The paper is running a semi-article/column on the White Sox commenting about his leaving. There are reader letters being published. The web editor for the sports section is explaining that a tiff over who got to write an Obama/Cubs column that went in Rick Telander’s favor may be why Mariotti offered his resignation. Hell, one of the letters from a Deadspin commenter and his picture are featured on the rag’s front page. Even his former editor, Michael Cooke, is writing announcements like this one (boldface emphasis mine):

The Chicago Sun-Times had the best sports section in the city before Jay Mariotti came to town — that’s why he signed up with us — and his departure does not change that.
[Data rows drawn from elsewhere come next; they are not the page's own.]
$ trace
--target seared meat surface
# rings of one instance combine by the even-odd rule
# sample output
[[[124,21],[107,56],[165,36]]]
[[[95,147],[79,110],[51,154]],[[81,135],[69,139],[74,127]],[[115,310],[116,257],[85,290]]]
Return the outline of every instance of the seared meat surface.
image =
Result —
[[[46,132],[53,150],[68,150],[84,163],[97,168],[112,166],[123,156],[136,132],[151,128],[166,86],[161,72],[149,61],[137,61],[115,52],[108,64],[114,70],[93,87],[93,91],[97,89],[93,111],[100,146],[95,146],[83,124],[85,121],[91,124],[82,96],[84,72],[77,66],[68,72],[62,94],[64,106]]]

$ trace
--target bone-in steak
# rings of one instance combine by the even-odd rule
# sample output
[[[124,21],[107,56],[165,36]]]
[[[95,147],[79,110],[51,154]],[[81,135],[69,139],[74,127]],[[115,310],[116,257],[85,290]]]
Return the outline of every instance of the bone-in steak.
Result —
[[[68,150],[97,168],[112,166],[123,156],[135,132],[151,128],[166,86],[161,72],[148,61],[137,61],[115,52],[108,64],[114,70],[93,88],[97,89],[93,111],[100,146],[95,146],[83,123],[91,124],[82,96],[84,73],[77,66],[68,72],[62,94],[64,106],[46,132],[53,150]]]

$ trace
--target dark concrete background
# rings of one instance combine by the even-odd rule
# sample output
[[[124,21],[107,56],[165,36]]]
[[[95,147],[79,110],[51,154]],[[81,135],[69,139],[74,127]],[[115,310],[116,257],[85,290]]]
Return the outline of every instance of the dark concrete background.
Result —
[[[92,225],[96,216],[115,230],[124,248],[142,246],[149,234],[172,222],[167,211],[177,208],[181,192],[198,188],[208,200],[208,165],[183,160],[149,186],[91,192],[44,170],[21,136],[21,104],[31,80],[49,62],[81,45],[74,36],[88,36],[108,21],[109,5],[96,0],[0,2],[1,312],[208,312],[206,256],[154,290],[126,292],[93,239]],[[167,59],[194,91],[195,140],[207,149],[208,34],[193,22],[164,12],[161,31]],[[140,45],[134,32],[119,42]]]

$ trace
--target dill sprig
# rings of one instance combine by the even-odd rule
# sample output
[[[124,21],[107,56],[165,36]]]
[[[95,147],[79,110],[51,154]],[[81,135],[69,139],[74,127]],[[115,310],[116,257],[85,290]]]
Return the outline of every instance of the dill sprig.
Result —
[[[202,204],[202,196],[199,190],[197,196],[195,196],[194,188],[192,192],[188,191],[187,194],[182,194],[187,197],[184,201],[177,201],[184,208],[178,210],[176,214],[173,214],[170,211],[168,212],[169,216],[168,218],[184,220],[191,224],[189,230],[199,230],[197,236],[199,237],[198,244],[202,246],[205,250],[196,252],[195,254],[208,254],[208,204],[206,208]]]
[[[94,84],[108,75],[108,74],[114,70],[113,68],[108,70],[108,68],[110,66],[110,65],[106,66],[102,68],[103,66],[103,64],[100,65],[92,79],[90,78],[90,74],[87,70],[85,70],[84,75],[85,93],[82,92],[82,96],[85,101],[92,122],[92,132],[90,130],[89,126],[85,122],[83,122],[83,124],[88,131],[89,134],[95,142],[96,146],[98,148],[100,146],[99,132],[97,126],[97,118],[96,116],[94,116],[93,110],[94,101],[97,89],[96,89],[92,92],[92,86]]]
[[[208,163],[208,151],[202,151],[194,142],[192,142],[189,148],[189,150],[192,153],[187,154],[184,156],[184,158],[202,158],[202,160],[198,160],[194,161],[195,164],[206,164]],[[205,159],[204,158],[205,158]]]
We still have the stars — respected veterans such as Rick Telander, fiery newcomers such as Greg Couch, quirky voices like Carol Slezak, not to mention seasoned beat reporters tracking the Cubs and White Sox toward their eventual collision in the World Series, plus the Bears, the Bulls, the Blackhawks, and all the other teams that make Chicago the sports center of the nation. We could have a World Series in Chicago in a couple of months … talk about excitement!
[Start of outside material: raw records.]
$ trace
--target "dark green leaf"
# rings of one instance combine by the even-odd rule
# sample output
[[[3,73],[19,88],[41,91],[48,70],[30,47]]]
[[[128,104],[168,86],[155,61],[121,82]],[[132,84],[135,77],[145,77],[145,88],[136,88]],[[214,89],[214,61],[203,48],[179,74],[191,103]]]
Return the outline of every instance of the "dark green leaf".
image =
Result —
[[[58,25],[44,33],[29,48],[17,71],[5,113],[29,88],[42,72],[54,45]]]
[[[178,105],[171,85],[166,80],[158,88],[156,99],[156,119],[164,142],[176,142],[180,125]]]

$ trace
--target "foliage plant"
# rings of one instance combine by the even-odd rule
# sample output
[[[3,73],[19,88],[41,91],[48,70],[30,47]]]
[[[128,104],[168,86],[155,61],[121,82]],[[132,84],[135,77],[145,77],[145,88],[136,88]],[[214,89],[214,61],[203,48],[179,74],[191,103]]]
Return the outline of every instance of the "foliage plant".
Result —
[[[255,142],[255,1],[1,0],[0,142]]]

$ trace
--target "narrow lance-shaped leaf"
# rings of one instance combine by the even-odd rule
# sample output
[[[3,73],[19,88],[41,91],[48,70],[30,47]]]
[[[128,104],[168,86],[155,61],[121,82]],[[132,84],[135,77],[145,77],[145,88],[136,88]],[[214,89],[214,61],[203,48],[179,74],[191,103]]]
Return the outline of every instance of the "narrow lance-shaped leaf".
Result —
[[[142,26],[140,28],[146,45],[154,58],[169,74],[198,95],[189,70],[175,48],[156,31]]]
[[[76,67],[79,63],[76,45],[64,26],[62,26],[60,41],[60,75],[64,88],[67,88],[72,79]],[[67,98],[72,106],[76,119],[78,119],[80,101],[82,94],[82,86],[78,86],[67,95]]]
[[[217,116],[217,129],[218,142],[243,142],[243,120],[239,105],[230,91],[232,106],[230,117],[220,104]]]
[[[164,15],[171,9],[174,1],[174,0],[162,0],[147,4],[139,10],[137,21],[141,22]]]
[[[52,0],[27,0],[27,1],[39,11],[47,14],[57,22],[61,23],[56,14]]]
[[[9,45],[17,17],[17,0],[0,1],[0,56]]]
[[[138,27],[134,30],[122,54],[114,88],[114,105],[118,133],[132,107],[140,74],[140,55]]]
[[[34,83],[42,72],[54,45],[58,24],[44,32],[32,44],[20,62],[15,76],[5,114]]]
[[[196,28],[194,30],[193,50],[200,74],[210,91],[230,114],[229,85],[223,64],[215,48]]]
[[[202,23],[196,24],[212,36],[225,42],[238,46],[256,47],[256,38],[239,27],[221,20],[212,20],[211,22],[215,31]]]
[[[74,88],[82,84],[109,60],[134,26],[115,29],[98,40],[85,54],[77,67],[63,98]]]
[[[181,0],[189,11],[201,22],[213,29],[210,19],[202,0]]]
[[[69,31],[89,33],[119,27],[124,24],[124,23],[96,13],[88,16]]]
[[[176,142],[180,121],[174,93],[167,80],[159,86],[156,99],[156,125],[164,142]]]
The Chicago Sun-Times and suntimes.com will continue to have the scores and the stories before anyone else, anywhere, and the deepest and most comprehensive stats and standings. We wish Jay well and will miss him — not personally, of course — but in the sense of noticing he is no longer here, at least for a few days.
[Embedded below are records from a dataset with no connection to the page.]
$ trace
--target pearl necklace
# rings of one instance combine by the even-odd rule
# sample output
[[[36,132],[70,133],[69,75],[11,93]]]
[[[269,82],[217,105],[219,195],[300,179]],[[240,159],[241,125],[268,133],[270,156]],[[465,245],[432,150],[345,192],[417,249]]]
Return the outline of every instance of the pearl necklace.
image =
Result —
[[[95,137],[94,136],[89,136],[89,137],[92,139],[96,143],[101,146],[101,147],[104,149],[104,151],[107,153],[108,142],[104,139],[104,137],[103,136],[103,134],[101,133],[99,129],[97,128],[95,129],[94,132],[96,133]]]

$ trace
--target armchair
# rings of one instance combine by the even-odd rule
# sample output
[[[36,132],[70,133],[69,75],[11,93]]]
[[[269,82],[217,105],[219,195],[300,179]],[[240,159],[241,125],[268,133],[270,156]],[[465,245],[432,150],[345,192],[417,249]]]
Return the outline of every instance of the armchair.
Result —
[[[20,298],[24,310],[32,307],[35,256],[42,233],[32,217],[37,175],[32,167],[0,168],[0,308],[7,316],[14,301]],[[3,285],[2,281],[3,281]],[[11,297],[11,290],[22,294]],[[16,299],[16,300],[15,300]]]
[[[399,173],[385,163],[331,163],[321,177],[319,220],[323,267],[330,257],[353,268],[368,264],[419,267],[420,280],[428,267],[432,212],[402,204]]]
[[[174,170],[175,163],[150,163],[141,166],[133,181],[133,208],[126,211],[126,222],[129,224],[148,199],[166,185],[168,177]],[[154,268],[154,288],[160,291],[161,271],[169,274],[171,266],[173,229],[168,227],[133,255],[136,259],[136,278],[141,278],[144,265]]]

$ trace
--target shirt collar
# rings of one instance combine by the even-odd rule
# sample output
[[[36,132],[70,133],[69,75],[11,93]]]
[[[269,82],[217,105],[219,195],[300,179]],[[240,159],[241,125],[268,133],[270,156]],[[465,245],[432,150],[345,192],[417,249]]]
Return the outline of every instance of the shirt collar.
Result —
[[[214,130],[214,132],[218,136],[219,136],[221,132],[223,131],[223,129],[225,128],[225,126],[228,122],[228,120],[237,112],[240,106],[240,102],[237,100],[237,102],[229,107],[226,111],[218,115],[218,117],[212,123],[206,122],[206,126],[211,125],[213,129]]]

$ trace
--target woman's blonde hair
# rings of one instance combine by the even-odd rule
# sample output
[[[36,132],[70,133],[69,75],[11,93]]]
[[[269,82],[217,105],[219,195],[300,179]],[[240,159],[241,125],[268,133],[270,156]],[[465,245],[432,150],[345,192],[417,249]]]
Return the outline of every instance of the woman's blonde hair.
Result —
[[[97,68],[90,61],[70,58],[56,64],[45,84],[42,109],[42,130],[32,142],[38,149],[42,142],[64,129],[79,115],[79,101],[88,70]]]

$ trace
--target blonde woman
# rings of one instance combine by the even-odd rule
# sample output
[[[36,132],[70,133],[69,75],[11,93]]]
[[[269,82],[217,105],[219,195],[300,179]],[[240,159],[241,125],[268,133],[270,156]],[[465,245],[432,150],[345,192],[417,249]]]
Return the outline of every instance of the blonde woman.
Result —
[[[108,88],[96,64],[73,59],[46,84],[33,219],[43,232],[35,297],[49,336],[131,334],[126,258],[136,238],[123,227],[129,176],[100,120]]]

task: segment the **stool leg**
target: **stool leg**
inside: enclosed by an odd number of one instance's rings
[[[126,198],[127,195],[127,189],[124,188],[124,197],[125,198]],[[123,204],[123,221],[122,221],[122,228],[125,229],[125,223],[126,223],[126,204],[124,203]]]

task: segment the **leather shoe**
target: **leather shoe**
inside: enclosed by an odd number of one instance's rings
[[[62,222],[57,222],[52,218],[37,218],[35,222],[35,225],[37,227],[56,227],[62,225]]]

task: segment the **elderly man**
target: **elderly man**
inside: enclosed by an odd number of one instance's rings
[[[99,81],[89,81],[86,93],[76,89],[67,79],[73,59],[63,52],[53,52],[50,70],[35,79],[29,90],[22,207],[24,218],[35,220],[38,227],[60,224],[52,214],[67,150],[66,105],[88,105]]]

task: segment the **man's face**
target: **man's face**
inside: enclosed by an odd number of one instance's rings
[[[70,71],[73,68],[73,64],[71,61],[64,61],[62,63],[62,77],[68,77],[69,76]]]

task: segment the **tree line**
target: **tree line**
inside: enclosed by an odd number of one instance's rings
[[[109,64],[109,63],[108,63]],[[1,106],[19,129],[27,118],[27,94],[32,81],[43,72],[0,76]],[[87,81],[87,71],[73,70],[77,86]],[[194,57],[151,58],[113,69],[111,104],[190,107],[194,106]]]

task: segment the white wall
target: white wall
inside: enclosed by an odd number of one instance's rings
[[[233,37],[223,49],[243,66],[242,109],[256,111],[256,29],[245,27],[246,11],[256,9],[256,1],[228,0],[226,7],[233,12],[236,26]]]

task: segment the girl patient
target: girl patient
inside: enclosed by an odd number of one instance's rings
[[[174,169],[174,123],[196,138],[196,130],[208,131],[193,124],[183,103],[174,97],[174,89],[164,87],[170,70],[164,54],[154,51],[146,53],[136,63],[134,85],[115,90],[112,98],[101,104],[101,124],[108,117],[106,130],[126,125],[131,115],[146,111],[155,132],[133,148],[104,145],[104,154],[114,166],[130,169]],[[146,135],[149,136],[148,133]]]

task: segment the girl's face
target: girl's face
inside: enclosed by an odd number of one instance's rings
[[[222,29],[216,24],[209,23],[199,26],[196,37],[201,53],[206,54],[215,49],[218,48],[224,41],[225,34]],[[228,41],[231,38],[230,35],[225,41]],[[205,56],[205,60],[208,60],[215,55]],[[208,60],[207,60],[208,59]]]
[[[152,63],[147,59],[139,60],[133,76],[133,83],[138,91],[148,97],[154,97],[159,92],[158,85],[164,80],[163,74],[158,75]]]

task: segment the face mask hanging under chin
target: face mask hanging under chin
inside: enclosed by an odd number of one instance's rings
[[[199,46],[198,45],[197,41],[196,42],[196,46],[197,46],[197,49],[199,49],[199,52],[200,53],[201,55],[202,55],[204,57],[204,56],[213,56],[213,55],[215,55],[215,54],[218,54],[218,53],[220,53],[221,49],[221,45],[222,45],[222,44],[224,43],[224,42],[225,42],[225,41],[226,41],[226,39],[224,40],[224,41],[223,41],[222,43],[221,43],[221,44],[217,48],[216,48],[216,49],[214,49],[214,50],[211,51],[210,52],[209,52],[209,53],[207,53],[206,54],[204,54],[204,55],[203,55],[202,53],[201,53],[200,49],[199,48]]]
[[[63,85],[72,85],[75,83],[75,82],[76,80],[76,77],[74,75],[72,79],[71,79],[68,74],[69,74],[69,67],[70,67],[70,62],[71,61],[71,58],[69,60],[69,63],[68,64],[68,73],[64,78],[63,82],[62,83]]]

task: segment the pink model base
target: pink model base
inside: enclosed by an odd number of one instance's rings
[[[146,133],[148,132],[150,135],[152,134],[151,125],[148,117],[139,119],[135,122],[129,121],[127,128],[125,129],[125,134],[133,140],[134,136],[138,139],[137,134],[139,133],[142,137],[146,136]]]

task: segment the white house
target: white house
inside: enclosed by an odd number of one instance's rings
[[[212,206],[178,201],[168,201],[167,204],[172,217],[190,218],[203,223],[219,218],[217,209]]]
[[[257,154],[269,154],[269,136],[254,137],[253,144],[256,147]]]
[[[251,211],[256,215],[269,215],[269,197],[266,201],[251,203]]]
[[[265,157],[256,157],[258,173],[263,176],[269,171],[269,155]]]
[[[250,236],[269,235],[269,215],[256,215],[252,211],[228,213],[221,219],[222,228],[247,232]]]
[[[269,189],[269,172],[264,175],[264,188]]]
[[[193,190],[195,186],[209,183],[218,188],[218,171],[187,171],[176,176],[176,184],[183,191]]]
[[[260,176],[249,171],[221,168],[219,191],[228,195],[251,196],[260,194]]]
A paper, like a sports franchise, is something that moves into the future. Stars come and stars go, but the Sun-Times sports section was, is and will continue to be the best in the city.

I wonder if the Sun-Times and its staff would like to tell us how they all really feel about the man. That is colder than a witch’s teat, and rival Telander isn’t holding back either, talking to the Chicago Reader about it:

“Because the damage a ‘humorless loner,’ as you described him [I did], can do to an overstressed sports department is incalculable.” He said the sports department lost its cohesion and  became “sinister and secretive and fuck your buddy. It was the worst possible teamwork conditions.”

Yikes. Look, this is hellishly amusing to me, watching a media meltdown and human nature in an embattled industry lash out against what appears to be a singularly loathsome figure among the ranks of newspaper columnists — so much so that rumors of him heading to Boston are causing angst among that city’s sports fan — but let’s face it, it’s also brutally unprofessional.

You’re likely to respond, “well, so was Mariotti,” and you’d likely be right. However, there’s got to be some semblance of decorum regarding the departure of a hated figure — the enmity in the pages of the paper and the airing of dirty laundry tells me a lot more about the staffers still on the masthead of the Sun-Times’ sports section that it does about Mariotti. We already knew a sizable contingent (if not the majority) of Chicago sports fans disliked his Lupica-style attitude about not visiting the locker room and tendency to stir shit up for kicks (nothing is more annoying in a columnist than a reflexive contrarian.)

But the dirt-dishing about Mariotti’s tantrums seems, well, beneath a professional journalist.  I was a solid reader of the Sun-Times and the Chicago Tribune in college (my small little school had this newspaper program where students got free copies of those two papers plus USA Today, the New York Times, and the Des Moines Register), and while the latter is certainly the more tabloid of the two, this kind of pissing match just goes further than it ought to.

Maybe this is the natural outreach of sportswriters like Mariotti inserting themselves into the news cycle via TV appearances and outsized presences online and in print — he became just as much of a media story for his ranting and raving as those he covered, so now he is a public figure and, in this realm of Chicago sports infamy, everything goes when you are universally hated.

Does Mariotti deserve it? He probably deserves every trashing his former co-workers give him and more, but you’d think his editors and the others who are happy he’s gone would be a bit quieter about it, not because they ought to be automatons, but because this isn’t the way these things should be handled internally. Release a statement without the personal digs, leave the gossip about the departure to your competitor, and move on.